A place for Guaranteed INCOME in an invested world

By Lora Benson | Aug 10, 2018
When it comes to providing a sustainable withdrawal rate, treating GIfL as a guaranteed asset class shows that blending works. It is inevitable that there will be a market correction at some point, and blending in this way will help to mitigate some of the downside.

Having the freedom to access pension funds has led to a shift in purchasing behaviour, with many people remaining in drawdown when they would have previously chosen an guaranteed income for life (GIfL) provided by annuity.

However, how many truly understand that by remaining invested they also continue to assume all of the risks, particularly longevity. Is it time to reconsider how GIfL can work as part of a retirement portfolio when income is needed?

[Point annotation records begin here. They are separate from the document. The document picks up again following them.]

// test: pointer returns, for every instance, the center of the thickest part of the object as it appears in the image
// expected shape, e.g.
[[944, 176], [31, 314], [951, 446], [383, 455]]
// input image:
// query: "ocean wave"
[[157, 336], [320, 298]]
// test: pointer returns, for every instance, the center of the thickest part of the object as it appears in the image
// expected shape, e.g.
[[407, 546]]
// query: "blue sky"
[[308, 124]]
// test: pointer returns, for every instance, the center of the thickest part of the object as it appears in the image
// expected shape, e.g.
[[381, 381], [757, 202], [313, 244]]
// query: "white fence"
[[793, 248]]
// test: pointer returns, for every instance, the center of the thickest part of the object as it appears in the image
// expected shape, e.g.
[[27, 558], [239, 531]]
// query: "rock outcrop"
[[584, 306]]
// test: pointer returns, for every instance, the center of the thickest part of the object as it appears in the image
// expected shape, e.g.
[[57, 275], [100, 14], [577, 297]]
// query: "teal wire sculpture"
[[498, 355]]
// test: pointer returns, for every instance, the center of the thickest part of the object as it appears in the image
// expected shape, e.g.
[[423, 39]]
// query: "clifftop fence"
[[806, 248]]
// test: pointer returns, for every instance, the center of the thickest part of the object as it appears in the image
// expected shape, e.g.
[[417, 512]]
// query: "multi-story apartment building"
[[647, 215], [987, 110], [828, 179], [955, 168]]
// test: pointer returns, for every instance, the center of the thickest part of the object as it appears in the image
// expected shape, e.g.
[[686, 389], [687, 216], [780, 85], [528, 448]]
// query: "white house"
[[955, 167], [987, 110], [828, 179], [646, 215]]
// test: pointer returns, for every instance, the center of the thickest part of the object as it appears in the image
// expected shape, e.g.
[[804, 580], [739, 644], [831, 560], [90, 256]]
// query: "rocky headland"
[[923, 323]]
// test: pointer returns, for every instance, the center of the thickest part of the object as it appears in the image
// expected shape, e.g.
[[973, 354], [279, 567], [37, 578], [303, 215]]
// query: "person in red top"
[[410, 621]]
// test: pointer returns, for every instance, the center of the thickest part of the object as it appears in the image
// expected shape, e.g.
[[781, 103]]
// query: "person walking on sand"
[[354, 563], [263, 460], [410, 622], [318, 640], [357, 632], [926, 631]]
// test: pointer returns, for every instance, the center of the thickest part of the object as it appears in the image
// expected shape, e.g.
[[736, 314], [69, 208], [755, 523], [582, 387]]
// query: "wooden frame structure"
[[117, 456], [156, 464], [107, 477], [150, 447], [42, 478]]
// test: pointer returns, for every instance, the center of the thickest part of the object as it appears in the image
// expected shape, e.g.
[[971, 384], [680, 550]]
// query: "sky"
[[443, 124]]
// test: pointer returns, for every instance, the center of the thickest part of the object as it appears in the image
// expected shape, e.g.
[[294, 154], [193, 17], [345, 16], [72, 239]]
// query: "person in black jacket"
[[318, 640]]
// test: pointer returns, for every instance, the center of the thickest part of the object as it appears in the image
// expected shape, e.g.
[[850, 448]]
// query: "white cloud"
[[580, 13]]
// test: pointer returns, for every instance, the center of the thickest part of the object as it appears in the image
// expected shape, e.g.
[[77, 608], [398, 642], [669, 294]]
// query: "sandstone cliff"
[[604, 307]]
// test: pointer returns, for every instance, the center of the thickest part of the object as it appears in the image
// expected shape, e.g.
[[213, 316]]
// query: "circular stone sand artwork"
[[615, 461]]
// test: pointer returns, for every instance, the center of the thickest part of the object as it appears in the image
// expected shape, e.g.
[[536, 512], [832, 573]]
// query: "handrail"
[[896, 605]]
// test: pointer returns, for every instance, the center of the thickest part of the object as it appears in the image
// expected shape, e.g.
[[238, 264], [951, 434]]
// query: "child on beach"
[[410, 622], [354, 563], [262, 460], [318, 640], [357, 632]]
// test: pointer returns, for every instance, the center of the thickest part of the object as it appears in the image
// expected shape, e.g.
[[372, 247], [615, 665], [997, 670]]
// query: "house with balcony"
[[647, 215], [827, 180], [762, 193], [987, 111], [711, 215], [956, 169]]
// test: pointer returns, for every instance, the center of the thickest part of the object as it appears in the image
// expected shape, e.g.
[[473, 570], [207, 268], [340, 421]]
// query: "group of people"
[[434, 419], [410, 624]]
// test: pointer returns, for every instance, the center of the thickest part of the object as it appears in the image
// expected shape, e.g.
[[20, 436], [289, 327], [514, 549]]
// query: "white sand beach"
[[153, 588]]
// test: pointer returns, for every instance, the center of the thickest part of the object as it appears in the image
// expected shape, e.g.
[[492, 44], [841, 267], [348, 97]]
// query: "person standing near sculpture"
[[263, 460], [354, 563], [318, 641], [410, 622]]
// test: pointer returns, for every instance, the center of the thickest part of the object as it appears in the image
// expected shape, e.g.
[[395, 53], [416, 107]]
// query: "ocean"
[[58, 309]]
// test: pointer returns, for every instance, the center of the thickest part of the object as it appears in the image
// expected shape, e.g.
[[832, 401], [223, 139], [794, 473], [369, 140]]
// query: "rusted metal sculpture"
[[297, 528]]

Annuities have been the product of choice if a client had no capacity for loss or if they were ‘old enough’.

However, what we have now is the ability to provide a personalised rate based on circumstances such as height, weight, marital status and postcode. An individual doesn’t need to be ill to get an increased rate.

This is important because of sustainable withdrawal rates.

The GIfL rates for a healthy 65 year old (averaged from December 2017 to May 2018) show that they can achieve a lifetime income rate of over 5%. 

This tells us it’s time to start looking at GIfL again.

Blending is more than just finding a good rate, it is about shifting risks for the retiree. 

By securing an underpin of guaranteed income, the adviser is able to rebalance the remaining equities, incorporating the GIfL as part of the portfolio. 

To test this, we can look at replacing the bonds element of an example portfolio with a GIfL. (Please see full article for examples).

This shows that the higher the level of income taken, the probability of sustaining it changes in accordance with the mix of equities and bonds held. 

Now when we strip out the bonds element, and replace it with GIfL we can see that the probability curves have shifted. 

Using GIfL even at higher withdrawal rates, increases the probability of maintaining income, as the volatility found in bond funds has been removed.